Photo of Phil TrowbridgeThe NHDES Land Resources Management (LRM) Program gained a new leader in January of this year when Philip Trowbridge returned to the agency after leaving in 2014 to work in California. Serving as the LRM Program Administrator, Trowbridge will oversee the permit programs that regulate land development activities throughout the state, including the Alteration of Terrain Bureau, Subsurface Systems Bureau, Wetlands Bureau and the Shoreland Program.

During his first stint at NHDES, Trowbridge was in the Watershed Management Bureau, serving as the staff scientist for what is now the Piscataqua Region Estuary Partnership and as Water Quality Standards Program Manager. Trowbridge said he spent a lot of time out on boats collecting samples and wading through icy waters to measure chlorides near Interstate 93.

“This work gave me a great appreciation for the complexity and importance of water and water quality in New Hampshire, from rainfall to groundwater to wetlands to lakes, rivers and estuaries,” he said.

Trowbridge was honored with NHDES’ David S. Chase Award for Science in 2013.

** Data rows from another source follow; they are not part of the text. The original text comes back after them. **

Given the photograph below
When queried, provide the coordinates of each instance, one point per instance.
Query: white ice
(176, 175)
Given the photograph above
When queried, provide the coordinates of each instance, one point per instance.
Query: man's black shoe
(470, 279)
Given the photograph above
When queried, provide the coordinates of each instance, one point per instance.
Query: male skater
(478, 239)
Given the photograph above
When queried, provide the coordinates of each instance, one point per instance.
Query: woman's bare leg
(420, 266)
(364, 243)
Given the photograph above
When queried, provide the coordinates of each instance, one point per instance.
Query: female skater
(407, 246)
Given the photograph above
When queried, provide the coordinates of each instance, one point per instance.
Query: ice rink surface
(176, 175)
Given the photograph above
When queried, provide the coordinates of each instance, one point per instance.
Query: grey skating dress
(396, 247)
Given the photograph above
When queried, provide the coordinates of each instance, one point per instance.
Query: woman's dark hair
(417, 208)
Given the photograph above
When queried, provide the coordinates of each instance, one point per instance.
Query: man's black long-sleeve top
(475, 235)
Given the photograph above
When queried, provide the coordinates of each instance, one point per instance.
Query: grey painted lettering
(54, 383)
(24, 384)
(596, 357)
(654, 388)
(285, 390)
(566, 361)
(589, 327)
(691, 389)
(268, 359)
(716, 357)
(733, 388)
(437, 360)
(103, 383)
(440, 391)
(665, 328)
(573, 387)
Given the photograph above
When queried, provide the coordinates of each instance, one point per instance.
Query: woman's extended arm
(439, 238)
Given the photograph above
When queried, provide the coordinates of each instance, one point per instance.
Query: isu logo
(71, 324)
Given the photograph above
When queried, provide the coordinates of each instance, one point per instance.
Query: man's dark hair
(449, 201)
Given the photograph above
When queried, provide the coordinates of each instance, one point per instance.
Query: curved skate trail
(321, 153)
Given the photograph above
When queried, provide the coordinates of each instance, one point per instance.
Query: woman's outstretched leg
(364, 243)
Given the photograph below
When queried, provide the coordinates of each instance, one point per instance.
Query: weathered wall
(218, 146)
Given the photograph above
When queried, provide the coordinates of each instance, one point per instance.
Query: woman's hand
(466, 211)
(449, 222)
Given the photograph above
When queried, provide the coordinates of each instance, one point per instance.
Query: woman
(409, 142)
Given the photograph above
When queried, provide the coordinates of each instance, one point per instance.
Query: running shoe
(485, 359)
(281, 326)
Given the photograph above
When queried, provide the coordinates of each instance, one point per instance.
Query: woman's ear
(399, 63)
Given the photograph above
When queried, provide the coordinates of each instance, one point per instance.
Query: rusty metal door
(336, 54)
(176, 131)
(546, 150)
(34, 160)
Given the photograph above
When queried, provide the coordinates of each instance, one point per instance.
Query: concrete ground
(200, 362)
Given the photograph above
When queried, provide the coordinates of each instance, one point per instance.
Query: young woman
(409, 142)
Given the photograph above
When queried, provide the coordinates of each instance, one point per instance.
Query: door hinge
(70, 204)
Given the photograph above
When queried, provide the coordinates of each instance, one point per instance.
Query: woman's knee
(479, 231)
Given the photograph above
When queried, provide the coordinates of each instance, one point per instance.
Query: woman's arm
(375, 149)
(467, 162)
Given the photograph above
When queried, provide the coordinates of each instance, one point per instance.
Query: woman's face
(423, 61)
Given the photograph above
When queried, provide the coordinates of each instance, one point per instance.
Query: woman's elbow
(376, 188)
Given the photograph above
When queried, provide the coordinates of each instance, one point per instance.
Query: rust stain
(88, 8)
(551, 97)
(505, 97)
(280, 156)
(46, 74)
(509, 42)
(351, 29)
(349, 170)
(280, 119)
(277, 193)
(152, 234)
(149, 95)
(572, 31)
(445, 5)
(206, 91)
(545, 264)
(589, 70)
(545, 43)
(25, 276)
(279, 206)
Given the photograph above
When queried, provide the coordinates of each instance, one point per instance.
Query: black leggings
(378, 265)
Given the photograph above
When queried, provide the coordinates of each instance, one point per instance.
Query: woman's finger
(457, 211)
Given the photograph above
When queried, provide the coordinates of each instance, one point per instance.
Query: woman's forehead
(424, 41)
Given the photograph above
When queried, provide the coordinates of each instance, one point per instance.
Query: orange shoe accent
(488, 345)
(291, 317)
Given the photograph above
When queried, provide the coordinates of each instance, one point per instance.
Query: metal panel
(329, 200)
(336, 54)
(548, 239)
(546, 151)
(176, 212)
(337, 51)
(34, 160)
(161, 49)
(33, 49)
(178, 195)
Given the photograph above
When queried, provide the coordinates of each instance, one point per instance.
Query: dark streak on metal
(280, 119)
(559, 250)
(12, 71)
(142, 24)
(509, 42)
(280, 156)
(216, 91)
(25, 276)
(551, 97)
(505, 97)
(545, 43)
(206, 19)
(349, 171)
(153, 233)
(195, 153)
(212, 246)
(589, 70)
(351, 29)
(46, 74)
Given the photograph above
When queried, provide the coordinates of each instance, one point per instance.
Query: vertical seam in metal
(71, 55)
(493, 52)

Trowbridge left NHDES in 2014 to be the manager of the Regional Monitoring Program for San Francisco Bay. His role was to manage the overall program from strategic goals to day-to-day operations and everything in between, including finances and the particularly complex and important area of governance.

Returning to the East Coast 2018, Trowbridge served as the Assistant Director for the Water Planning and Management Division at Connecticut Department of Energy and Environmental Protection (DEEP). He supervised a team that did many of the same functions as the NHDES Watershed Management Bureau.

“DEEP is interesting because it is the equivalent of NHDES, Fish and Game, Public Utilities Commission, and parts of Department of Natural and Cultural Resources all in one big agency,” he said. “It was a great arrangement for integrating water quality programs with wildlife conservation and energy programs.”

Trowbridge sees a lot of opportunities for the LRM Program, starting with the caliber of people on the staff.
“First and foremost, we have great people,” he said. “One benefit of leaving NHDES for a while is gaining perspective on the quality of our staff. With great people we can do great things.”

One of those great things is keeping up with demand for permits, within statutory timelines, while making process improvements recommended by an external audit of the Wetlands Program. Secondly, the LRM Program is poised for more e-permitting solutions, capitalizing on the experience of having already transitioned the Subsurface Systems Bureau to e-permitting. Finally, the COVID-19 pandemic has highlighted strong public support for nature, water and economic development, and Trowbridge emphasizes that LRM staff are essential workers at the interface of these three things.

“I want to take advantage of this moment in time to show the value of our programs in people’s lives,” he said.